Série de debates moderados por Adriano Mixinge arrancou a 4 de Novembro na NESR Art Foundation, com sessões semanais até 27 de Novembro. Programa integra comemorações dos 50 anos da Independência e propõe reflexão intergeracional sobre práticas artísticas, memória e arquivo
Meio século depois da Independência, Angola ainda procura respostas para perguntas incómodas sobre a sua produção artística: O que restou das utopias revolucionárias dos anos 70? Como sobreviveram artistas durante 27 anos de guerra civil? Que papel jogou o boom petrolífero (e posterior colapso) na criação e circulação de arte visual? E, mais urgente: Quem está a arquivar, documentar e preservar este património para gerações futuras?
Estas e outras questões estão a ser debatidas desde segunda-feira, 4 de Novembro, no ciclo de conversas públicas “Arquivos do Tempo”, promovido pela NESR Art Foundation na sua nova sede na Marginal de Luanda. Durante quatro semanas consecutivas (4, 11, 18 e 27 de Novembro), sempre às 15h, o historiador, crítico de arte e curador Adriano Mixinge moderará diálogos com artistas de várias gerações sobre “o devir histórico das artes visuais e plásticas em Angola nos últimos cinquenta anos”.
“Será um exercício de reflexão sobre a evolução da história da arte no nosso contexto, tomando as práticas e produções artísticas como ponto de partida para pensar as formas de resistência e de sobrevivência no meio das múltiplas e, por vezes, contraditórias realidades contemporâneas que nos rodeiam diariamente”- explicou Edna Bettencourt, directora da NESR, durante a inauguração da nova sede na segunda-feira, 3 de Novembro. “Temos vários artistas que traçaram carreiras desde Angola para o mundo. Alguns mantêm-se activos no país, outros consolidaram trajectórias internacionais, mas todos impactaram e influenciaram novas gerações de criadores até aos dias de hoje. É importante revisitá-los, falar sobre eles e reconhecer o seu contributo na construção da nossa história artística.”

Reflexão crítica, não celebração acrítica
Ao contrário de eventos oficiais que tendem a celebrar acriticamente “conquistas”, “Arquivos do Tempo” propõe olhar honesto sobre meio século de produção artística marcado por contradições, rupturas e resiliências.
O título — “Arquivos do Tempo” — não é casual.

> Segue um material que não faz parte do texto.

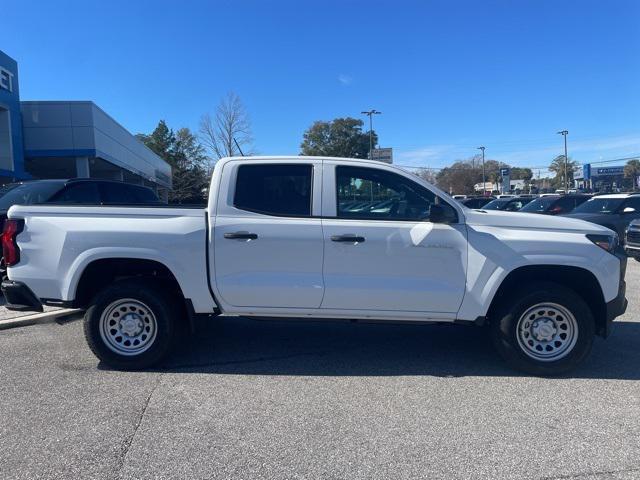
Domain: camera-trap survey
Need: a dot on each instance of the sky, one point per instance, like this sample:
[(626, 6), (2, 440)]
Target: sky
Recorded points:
[(448, 76)]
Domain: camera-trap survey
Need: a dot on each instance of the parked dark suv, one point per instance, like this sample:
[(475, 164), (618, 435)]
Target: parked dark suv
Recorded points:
[(632, 240), (614, 211), (555, 204), (78, 191)]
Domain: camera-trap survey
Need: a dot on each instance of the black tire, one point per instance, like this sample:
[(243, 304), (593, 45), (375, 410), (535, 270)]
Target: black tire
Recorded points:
[(510, 342), (146, 293)]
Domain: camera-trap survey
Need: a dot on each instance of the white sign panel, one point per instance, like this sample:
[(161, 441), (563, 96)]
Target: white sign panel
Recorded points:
[(6, 79), (382, 155)]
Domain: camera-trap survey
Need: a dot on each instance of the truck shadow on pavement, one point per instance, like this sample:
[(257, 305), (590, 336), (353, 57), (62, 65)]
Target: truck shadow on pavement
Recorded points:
[(241, 346)]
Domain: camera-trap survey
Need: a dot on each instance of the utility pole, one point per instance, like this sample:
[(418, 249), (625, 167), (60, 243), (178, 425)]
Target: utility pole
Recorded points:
[(566, 160), (483, 180), (371, 113)]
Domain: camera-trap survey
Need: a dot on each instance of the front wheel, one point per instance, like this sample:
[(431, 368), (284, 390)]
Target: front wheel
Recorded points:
[(130, 324), (547, 329)]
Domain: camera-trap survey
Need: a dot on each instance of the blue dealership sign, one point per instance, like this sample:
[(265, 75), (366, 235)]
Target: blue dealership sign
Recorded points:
[(608, 171)]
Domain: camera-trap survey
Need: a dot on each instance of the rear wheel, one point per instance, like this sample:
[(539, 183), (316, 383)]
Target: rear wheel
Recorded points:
[(130, 324), (546, 330)]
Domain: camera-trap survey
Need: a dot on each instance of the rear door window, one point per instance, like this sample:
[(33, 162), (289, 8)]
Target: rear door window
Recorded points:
[(274, 189)]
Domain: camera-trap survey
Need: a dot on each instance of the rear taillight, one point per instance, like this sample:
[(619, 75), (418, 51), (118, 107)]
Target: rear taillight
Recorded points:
[(10, 251)]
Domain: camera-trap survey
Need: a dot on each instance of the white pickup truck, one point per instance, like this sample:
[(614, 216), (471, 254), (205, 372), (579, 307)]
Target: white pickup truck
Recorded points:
[(319, 238)]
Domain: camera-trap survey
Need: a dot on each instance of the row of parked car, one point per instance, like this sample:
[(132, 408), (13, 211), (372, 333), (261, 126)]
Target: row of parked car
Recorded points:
[(615, 211)]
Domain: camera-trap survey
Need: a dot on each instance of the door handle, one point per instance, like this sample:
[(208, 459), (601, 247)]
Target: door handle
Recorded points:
[(347, 238), (241, 236)]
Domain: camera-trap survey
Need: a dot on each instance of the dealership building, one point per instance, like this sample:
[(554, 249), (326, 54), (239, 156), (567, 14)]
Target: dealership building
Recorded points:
[(67, 139)]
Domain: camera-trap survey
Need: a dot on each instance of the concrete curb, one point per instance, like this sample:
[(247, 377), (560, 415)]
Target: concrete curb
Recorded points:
[(38, 318)]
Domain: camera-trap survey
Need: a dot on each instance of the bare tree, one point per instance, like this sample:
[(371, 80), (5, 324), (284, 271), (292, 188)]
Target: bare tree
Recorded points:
[(230, 124)]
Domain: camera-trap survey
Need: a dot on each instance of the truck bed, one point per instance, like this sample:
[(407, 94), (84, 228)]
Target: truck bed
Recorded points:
[(60, 241)]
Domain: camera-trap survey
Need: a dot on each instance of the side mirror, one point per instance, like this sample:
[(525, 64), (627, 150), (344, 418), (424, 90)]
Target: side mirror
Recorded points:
[(442, 213)]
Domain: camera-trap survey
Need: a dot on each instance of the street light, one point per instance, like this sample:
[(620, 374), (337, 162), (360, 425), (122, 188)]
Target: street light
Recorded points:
[(566, 160), (371, 113), (484, 188)]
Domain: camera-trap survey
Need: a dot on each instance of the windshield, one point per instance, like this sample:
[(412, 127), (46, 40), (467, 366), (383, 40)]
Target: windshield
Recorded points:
[(496, 204), (539, 204), (27, 193), (600, 205)]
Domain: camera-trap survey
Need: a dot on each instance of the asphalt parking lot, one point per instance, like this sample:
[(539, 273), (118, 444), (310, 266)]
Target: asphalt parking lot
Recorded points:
[(286, 399)]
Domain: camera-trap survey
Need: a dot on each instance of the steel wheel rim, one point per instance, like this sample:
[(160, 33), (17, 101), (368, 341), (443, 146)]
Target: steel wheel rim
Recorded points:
[(547, 332), (128, 327)]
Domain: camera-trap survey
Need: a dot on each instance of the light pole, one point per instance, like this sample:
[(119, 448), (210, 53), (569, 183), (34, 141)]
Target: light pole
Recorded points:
[(566, 160), (484, 188), (371, 113)]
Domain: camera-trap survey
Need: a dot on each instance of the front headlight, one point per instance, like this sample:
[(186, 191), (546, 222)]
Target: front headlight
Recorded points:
[(606, 242)]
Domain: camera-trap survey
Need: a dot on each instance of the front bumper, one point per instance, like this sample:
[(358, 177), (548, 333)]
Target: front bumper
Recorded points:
[(618, 305), (19, 297)]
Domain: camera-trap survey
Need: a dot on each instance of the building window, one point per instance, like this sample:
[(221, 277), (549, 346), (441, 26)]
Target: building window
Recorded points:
[(6, 150)]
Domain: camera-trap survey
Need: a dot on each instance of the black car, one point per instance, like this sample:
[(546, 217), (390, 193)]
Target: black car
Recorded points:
[(555, 204), (476, 202), (78, 191), (615, 211), (632, 240), (508, 204)]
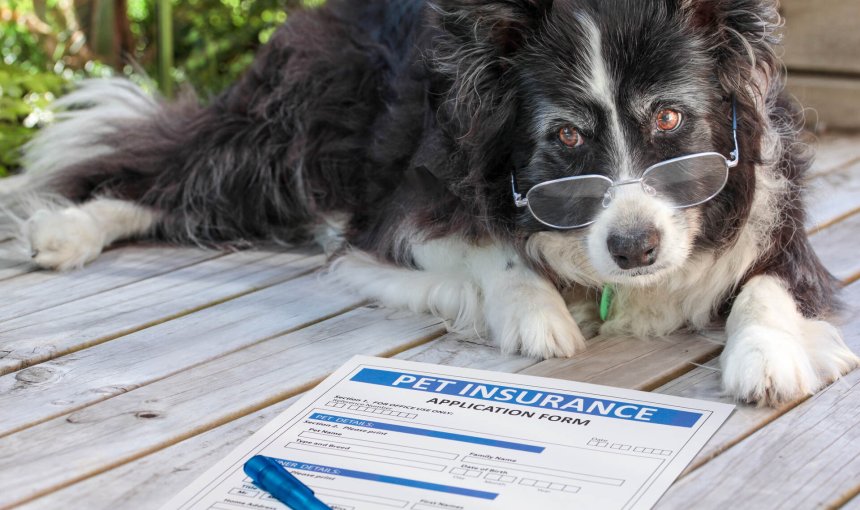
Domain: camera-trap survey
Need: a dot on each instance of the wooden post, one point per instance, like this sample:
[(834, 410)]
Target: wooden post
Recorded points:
[(165, 46)]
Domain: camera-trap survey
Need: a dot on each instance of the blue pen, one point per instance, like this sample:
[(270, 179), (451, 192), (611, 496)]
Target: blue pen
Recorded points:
[(277, 481)]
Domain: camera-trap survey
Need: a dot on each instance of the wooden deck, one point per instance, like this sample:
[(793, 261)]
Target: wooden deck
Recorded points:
[(124, 381)]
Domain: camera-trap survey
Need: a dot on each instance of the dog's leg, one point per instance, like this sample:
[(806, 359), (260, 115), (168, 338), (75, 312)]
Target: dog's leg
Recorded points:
[(69, 238), (524, 312), (774, 354), (446, 294), (458, 281)]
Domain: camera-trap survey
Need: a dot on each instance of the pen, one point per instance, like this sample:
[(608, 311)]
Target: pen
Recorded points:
[(283, 486)]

Evoca simultaneamente:
– Urgência de arquivamento: Angola carece de arquivo centralizado de arte contemporânea, catálogos raisonnés de artistas, documentação sistemática de exposições.
– Memória colectiva fragmentada: Guerra civil (1975-2002) destruiu ou dispersou acervos; obras perderam-se; artistas morreram sem legado documentado.
– Tempo como agente: Passagem de décadas permite perspectiva histórica impossível quando se está imerso em acontecimentos.
“Com a série de conversas públicas “Arquivos do Tempo” iremos viajar pelo devir histórico das artes visuais e plásticas dos últimos cinquenta anos, em Angola. Álvaro Cardoso, Íris B. Chocolate, Suzana Sousa e Kiluanje Kia Henda participarão num exercício de reflexão sobre o passado, de mapeamento do presente e de projecção do futuro do pensamento por imagens, das políticas públicas e, em geral, do sistema de arte; compreender como é que as artes visuais e plásticas atravessam o corpus político, social, económico e cultural é o desafio que nos reunirá. ” – Adriano Mixinge
Adriano Mixinge: Historiador que desenterra memórias esquecidas
A escolha de Adriano Mixinge como moderador é estratégica. Historiador, curador e crítico de arte, Mixinge dedica carreira académica e curatorial a desenterrar artistas marginalizados, movimentos suprimidos, episódios omitidos da narrativa oficial da arte angolana.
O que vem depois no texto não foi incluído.